Budget bites break the bank as inflation hits low-end restaurants

A delivery man taking orders at a tteokbokki store in Seoul on April 5. [YONHAP]

Dining out is becoming more and more expensive.

Cheap meals that are a must for students, harassed business people, and the broke and strapped are no exception.

In Seoul, the average price of a bowl of Kalguksu noodle soup – the ultimate budget bite – now tops 8,000 won for the first time, up 8.8% year on year.

The average bowl of naengmyeon cold noodles, popular during the summer, approach 10,000 won, up 9.7% year-on-year.

According to the Korean Consumer Agency, the prices of popular dishes, including kimchi-jjigae, bibimbap, samgyetang, samgyeopsal and jjajangmyeonare all standing.

Of the eight meals the consumer agency is monitoring closely, all were up more than 5% except for samgyeopsal and samgyetang.

The food products followed are not high-end meals but accessible and affordable meals.

As the prices tracked by the agency are averages, the actual prices paid by consumers could be higher in certain areas where commercial rents are high.

Rising food ingredient prices are considered to have played a major role. Other factors may have contributed to the sharp increases, including higher labor costs and high demands.

Many restaurants have withheld price increases for several years due to the pandemic. They are now making up for lost time.

Myeongdong Gyoja is one such restaurant.

In February, it started selling kalguksu at 10,000 won, up 1,000 won.

Michelin restaurants also raised the prices of their signature dishes by 1,000 won. A bowl of nyeongmyeon in Bongpiyang now costs 15,000 won, while Pildong Myeonok sells for 13,000 won.

According to Statistics Korea, the cost of restaurant meals rose 6.6 percent in March year on year, the fastest increase in 24 years.

All 39 meals the statistics agency tracks are more expensive.
Galbitang is 12% more expensive, juk 11%, hamburgers 10.4% and hoe 10 percent.

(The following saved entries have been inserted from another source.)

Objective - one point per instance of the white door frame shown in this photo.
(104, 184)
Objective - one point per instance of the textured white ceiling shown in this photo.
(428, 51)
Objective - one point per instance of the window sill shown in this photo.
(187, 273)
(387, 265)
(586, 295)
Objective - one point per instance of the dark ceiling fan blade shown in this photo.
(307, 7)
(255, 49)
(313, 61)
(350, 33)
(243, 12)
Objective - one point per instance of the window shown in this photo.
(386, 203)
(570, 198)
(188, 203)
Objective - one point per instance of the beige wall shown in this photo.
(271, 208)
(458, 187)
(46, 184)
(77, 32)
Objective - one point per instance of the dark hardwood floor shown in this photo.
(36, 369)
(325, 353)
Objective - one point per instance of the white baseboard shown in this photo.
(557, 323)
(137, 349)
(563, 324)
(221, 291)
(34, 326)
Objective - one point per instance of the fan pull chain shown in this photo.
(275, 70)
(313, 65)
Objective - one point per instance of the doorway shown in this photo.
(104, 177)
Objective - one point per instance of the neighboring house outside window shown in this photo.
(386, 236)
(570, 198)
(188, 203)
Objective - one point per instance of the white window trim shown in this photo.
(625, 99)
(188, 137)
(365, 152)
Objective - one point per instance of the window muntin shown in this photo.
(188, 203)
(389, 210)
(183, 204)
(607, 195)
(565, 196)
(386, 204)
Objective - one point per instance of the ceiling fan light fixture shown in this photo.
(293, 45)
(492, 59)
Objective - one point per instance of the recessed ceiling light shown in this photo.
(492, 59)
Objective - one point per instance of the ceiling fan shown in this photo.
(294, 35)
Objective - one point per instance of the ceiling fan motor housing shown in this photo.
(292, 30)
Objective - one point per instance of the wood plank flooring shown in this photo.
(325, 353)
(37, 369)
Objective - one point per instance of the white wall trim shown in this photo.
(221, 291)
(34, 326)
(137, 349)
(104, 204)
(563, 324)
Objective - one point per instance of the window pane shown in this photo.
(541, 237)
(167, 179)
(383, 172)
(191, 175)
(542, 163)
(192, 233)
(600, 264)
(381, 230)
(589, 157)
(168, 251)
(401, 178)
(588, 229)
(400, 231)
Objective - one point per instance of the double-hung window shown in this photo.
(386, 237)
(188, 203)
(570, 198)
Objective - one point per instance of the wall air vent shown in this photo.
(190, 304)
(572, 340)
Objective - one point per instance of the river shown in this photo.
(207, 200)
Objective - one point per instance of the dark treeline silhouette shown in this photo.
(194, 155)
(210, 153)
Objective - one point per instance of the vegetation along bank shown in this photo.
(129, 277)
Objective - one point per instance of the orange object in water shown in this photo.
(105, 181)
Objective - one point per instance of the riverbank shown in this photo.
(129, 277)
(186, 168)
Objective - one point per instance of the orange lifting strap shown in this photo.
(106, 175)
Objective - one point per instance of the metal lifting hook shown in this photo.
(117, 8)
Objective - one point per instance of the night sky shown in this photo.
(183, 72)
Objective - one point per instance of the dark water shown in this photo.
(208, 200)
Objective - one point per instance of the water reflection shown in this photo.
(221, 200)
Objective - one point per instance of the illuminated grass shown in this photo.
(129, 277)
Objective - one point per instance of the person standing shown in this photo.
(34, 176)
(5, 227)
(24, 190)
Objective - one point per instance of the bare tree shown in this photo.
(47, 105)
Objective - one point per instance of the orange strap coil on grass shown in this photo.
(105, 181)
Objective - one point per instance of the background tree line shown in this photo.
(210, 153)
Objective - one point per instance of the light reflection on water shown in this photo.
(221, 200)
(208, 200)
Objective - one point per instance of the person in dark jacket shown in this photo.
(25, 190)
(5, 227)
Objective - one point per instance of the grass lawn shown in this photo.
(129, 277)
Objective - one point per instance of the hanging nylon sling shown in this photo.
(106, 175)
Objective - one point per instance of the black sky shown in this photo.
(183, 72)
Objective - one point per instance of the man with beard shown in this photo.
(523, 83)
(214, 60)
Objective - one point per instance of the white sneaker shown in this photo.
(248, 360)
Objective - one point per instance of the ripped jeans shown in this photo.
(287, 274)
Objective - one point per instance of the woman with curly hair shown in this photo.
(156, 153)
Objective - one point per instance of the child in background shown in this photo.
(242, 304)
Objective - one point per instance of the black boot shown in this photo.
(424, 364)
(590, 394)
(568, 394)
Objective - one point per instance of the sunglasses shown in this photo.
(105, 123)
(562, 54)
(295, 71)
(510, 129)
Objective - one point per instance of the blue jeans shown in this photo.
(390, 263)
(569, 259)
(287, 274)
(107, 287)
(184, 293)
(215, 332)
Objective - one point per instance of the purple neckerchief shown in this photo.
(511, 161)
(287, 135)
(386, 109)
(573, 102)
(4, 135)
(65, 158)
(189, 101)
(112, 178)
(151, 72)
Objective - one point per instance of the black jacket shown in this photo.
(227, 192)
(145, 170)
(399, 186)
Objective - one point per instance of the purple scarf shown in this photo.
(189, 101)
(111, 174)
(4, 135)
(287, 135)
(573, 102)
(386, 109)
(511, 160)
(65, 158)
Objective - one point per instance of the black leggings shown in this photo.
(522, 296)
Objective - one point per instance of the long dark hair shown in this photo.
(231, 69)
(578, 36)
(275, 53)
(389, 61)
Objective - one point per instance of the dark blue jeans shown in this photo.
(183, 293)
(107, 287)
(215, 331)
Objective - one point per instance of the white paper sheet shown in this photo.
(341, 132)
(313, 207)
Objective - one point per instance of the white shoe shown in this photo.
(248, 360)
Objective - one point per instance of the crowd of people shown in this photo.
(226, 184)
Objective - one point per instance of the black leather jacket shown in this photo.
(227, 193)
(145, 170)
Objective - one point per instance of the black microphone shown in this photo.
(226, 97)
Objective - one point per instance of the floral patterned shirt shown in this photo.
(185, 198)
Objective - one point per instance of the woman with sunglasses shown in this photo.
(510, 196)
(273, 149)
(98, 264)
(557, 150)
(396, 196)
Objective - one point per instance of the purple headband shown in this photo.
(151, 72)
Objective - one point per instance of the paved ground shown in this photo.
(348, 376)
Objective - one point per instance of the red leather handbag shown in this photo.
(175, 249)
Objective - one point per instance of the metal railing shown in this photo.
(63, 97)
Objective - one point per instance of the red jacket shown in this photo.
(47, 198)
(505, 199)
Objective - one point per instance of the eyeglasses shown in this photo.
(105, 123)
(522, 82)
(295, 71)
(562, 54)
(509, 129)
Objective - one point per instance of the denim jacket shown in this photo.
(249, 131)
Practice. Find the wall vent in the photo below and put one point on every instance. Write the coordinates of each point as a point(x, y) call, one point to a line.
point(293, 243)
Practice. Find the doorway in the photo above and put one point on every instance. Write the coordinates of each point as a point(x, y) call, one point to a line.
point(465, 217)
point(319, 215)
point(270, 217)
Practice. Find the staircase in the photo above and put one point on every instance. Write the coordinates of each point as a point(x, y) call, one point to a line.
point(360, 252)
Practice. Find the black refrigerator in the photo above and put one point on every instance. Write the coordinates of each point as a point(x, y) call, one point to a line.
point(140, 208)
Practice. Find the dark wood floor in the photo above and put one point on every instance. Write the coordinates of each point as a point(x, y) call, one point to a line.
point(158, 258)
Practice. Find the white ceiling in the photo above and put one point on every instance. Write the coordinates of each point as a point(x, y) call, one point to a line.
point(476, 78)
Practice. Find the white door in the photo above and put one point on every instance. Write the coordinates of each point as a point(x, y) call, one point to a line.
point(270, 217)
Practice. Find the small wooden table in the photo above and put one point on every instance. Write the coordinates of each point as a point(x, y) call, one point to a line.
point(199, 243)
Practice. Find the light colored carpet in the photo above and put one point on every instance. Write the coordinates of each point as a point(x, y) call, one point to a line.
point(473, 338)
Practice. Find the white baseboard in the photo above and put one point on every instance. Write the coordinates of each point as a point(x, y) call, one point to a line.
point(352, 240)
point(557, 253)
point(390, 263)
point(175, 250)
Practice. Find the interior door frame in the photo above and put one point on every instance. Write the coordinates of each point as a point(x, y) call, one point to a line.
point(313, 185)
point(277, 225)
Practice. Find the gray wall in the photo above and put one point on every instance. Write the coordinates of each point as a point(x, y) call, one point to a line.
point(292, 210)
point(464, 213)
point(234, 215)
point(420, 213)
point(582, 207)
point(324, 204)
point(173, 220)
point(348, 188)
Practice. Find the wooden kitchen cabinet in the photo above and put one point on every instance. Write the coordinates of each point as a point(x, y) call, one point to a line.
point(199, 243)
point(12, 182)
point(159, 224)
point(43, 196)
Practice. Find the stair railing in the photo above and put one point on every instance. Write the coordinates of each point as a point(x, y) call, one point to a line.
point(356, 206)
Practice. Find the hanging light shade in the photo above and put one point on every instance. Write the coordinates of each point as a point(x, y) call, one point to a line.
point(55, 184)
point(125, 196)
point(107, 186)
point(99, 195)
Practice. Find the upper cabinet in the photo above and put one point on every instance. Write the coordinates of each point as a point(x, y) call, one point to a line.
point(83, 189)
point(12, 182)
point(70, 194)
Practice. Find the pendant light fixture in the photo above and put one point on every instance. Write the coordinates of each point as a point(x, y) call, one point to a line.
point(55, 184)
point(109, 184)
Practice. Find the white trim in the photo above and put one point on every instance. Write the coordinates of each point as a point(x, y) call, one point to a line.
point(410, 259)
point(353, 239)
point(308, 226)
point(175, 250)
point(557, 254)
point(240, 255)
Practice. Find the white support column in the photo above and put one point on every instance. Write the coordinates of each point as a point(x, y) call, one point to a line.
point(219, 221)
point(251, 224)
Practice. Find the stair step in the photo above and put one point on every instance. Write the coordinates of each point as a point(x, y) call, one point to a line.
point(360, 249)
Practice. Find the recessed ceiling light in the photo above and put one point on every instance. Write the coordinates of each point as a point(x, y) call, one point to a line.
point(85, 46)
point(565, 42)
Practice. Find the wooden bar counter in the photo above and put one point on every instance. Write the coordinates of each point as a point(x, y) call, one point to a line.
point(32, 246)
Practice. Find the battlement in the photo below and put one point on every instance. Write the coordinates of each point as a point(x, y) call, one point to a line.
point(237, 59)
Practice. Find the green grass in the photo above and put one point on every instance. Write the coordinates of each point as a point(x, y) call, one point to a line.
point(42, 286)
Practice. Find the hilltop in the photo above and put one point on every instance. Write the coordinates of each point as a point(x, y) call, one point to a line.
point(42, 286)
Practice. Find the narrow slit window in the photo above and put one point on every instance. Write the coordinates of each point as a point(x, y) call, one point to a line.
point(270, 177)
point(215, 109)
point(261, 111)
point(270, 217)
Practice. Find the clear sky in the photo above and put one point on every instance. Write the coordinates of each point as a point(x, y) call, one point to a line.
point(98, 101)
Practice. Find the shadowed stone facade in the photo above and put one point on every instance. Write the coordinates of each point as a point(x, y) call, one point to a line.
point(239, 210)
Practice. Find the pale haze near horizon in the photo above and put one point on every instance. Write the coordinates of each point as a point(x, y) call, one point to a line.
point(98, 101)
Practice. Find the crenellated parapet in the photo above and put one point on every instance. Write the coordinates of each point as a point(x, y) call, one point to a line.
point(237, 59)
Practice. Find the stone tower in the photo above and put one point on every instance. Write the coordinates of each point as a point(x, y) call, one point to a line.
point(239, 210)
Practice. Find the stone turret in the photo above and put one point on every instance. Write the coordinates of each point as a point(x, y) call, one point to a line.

Cafeteria meals are 3.3% more expensive.

Beer prices increased by 3.2% and those of soju by 2.8%.

“As the economy recovers from Covid-19, more and more people want to dine out,” said Chon Sora, a researcher at the Korea Development Institute (KDI). “Rising raw material prices have also been a major reason for the rise in restaurant prices.”

Unlike grocery store prices, once a restaurant raises its prices, it’s hard to lower them.

Underlying inflationary pressures are unlikely to ease any time soon.

For the past six consecutive quarters, international grain prices have driven up prices not only of Korean food products, but also of farm animal feed.

The Korea Rural Economic Institute predicts that prices of imported grain for consumption will rise 10.4 percent in the second quarter from the first three months of the year. The price of cereals imported for livestock feed is expected to increase by 13.6 percent over the same period.

The think tank cited Russia’s invasion of Ukraine and the depreciation of the won against the dollar.

“There will likely be a further increase in the number of people dining out once the government relaxes its Covid-19 distancing regulations,” KDI’s Chon said. “As ingredient costs rise, once current inventory is depleted, costs will rise for restaurants making new purchases.”